Activision Blizzard employees will ultimately report to Phil Spencer as CEO

white Xbox logo floats over glitchy green “clouds” Illustration: James Bareham/Polygon
Maddy Myers has run Polygon’s games section since 2020 as deputy editor. She has worked in games journalism since 2007, at Kotaku, The Mary Sue, and the Boston Phoenix.

Microsoft plans to acquire Activision Blizzard, publisher of some of the most popular games on the planet (from World of Warcraft to Call of Duty), as well as the studios currently embroiled in multiple lawsuits related to accusations of gender discrimination in its workplace, the company announced Tuesday. Xbox boss Phil Spencer will serve as the CEO of Microsoft Gaming and oversee Activision Blizzard once the transaction is finalized.

The deal is worth $68.7 billion, Microsoft said, the largest acquisition in the company’s history.

In a blog post about the acquisition, Spencer said that Microsoft “will offer as many Activision Blizzard games as we can within Xbox Game Pass and PC Game Pass, both new titles and games from Activision Blizzard’s incredible catalog.”

As far as the discrimination lawsuits, Spencer’s blog post and the announcement post from Microsoft made no direct mention of the situation. However, Spencer’s post includes this paragraph about workplace culture: “As a company, Microsoft is committed to our journey for inclusion in every aspect of gaming, among both employees and players. We deeply value individual studio cultures. We also believe that creative success and autonomy go hand-in-hand with treating every person with dignity and respect. We hold all teams, and all leaders, to this commitment.”

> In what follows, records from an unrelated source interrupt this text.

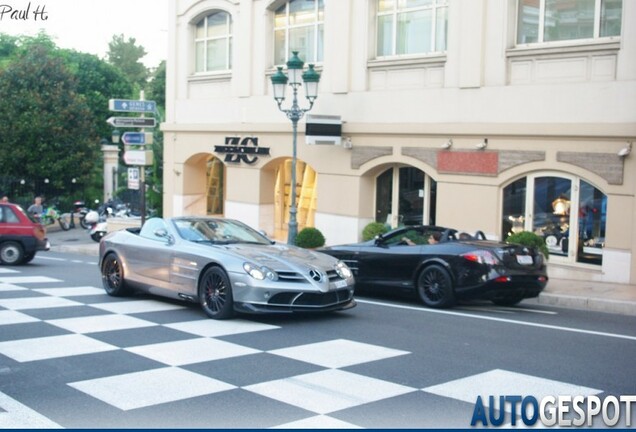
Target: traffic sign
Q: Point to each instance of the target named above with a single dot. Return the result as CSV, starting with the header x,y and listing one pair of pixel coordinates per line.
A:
x,y
133,178
132,121
137,138
138,157
125,105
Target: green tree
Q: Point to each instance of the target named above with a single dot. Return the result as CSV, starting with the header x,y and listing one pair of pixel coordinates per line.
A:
x,y
98,82
47,128
126,55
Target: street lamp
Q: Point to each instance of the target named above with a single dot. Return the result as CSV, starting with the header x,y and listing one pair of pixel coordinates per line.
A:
x,y
279,83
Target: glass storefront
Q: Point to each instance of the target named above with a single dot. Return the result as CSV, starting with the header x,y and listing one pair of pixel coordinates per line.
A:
x,y
415,193
555,207
215,175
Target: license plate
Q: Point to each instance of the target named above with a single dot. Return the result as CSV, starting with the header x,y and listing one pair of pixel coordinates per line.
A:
x,y
340,284
524,259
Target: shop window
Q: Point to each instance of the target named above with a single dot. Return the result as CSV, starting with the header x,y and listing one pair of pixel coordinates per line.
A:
x,y
415,193
213,43
411,27
569,213
215,175
540,21
306,197
299,26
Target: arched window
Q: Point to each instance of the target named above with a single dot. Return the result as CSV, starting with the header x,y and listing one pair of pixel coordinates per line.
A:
x,y
213,43
568,212
299,26
405,196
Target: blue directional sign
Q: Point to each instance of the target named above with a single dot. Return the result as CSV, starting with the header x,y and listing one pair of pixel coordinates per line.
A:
x,y
137,138
124,105
132,121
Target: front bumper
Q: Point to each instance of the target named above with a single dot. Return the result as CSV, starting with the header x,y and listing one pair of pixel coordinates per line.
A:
x,y
279,308
254,296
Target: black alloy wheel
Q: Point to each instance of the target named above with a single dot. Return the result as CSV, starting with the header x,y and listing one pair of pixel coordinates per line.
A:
x,y
113,276
11,253
435,287
215,294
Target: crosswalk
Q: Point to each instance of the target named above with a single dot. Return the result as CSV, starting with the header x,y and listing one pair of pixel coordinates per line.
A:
x,y
98,361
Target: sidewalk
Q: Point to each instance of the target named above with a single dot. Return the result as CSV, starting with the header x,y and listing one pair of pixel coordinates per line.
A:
x,y
573,294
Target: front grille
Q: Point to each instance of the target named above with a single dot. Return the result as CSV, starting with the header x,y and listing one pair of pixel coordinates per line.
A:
x,y
289,276
310,299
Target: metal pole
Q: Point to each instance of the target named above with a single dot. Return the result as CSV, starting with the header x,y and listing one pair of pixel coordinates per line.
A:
x,y
293,224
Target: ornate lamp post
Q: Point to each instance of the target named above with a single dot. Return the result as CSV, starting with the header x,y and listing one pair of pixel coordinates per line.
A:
x,y
279,82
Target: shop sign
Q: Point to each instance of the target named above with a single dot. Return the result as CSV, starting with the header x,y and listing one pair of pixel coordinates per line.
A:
x,y
242,150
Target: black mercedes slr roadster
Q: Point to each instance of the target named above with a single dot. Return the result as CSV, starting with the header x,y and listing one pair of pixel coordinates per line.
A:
x,y
443,266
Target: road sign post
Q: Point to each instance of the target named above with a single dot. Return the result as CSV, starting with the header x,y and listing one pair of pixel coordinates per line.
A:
x,y
132,121
139,158
125,105
137,138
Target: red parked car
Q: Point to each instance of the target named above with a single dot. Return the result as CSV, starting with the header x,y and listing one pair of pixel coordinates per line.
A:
x,y
21,236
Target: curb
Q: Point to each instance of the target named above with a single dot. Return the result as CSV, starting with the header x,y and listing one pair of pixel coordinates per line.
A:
x,y
623,307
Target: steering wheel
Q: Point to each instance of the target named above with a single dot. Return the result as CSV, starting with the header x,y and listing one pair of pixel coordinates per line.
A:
x,y
479,235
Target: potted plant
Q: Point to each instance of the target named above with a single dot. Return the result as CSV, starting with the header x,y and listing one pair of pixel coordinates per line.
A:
x,y
530,239
373,229
310,238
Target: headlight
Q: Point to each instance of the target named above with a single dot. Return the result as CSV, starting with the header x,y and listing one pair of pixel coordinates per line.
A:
x,y
343,271
259,273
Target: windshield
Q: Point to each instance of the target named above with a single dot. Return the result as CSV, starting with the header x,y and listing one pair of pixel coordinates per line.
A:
x,y
28,215
218,231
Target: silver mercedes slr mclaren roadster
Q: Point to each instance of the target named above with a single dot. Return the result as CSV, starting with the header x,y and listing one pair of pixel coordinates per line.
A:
x,y
224,265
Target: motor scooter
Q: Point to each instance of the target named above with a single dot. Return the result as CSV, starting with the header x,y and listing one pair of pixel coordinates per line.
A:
x,y
97,225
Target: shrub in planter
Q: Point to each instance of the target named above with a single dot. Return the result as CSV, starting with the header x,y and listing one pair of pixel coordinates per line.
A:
x,y
373,229
530,239
310,238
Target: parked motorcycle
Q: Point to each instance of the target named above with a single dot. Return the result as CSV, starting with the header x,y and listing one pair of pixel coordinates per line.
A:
x,y
97,225
80,209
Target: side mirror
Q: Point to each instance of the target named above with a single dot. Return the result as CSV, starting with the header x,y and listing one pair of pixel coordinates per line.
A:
x,y
163,234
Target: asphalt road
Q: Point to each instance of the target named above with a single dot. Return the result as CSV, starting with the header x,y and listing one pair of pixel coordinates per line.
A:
x,y
71,356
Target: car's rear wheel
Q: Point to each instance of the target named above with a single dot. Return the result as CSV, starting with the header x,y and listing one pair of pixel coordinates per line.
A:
x,y
435,287
11,253
508,300
113,276
215,294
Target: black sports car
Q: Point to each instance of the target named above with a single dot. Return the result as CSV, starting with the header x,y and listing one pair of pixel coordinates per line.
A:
x,y
443,266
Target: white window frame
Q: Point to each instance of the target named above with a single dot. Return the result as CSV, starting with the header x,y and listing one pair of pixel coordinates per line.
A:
x,y
596,36
435,6
287,27
227,36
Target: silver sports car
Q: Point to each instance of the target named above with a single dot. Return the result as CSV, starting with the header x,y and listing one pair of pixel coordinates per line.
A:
x,y
224,265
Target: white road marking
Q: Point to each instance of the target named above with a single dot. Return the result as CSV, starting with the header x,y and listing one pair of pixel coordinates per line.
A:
x,y
487,318
18,416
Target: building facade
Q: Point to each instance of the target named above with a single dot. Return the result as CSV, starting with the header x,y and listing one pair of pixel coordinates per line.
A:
x,y
491,115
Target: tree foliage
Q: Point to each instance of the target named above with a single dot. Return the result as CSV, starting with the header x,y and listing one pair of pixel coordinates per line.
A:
x,y
47,128
126,55
98,82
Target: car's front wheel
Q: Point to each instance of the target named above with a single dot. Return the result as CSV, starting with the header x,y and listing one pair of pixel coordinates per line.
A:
x,y
28,257
435,287
113,276
11,253
215,294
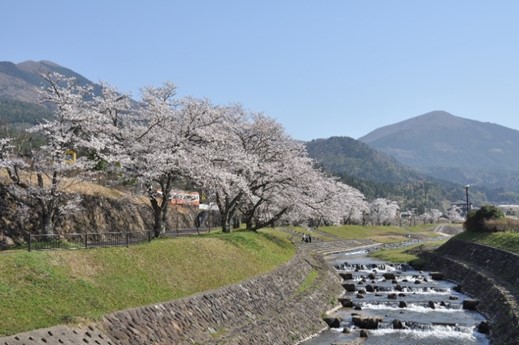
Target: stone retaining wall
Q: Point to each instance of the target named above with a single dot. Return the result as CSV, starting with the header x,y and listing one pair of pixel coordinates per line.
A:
x,y
269,309
469,265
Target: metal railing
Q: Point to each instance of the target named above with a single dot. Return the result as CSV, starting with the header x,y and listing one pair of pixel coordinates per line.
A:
x,y
87,240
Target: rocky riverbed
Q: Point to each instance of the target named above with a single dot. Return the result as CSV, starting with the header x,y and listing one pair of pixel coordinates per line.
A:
x,y
395,304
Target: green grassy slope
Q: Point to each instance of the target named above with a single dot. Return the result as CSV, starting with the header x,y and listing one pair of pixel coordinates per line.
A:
x,y
41,289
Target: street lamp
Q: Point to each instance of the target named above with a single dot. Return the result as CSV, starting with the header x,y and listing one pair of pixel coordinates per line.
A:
x,y
467,196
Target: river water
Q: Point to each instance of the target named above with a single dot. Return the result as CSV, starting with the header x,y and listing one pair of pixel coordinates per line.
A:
x,y
428,312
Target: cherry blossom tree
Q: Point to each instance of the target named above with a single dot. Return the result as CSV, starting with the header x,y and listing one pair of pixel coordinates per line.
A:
x,y
39,179
383,211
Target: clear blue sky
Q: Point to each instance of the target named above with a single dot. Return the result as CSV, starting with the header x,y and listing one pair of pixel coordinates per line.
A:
x,y
321,68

Activision Blizzard is currently facing multiple lawsuits and federal investigations, as well as calls for its CEO, Bobby Kotick, to resign over serious allegations of sexual harassment and assault at the publisher and its studios, including Blizzard. Kotick will remain CEO of Activision Blizzard until Microsoft’s acquisition of the publisher closes, which is expected to complete in 2023, Kotick said in an email to employees.

“Until we receive all the necessary regulatory approvals and other customary closing conditions are satisfied, which we expect to be sometime in Microsoft’s fiscal 2023 year ending June 30, 2023, we will continue to operate completely autonomously,” Kotick said. “I will continue as our CEO with the same passion and enthusiasm I had when I began this amazing journey in 1991.”

In November 2021, after more than 1,000 Activision Blizzard employees signed a letter calling for Bobby Kotick to resign, Phil Spencer said in an internal email obtained by Bloomberg that Microsoft was “evaluating all aspects of our relationship with Activision Blizzard and making ongoing proactive adjustments.” Apparently, that evaluation included an appraisal of Microsoft’s pocketbook, and the possibility that it could afford to purchase Activision Blizzard outright.

The deal will further extend Microsoft’s position in the games industry as a whole. Microsoft’s announcement outlines the huge scope of the purchase:

With Activision Blizzard’s nearly 400 million monthly active players in 190 countries and three billion-dollar franchises, this acquisition will make Game Pass one of the most compelling and diverse lineups of gaming content in the industry. Upon close, Microsoft will have 30 internal game development studios, along with additional publishing and esports production capabilities.

Microsoft’s acquisition of Activision Blizzard dwarfs the Xbox maker’s previous industry-changing and massive buyout of ZeniMax Media, parent company of Bethesda Softworks, for $7.5 billion in 2020. The addition of Activision Blizzard’s studios, which include multiple Call of Duty studios, mobile developer King, and the teams behind Diablo, Hearthstone, Overwatch, and World of Warcraft, will bring Xbox Game Studios’ number of internal studios to 30.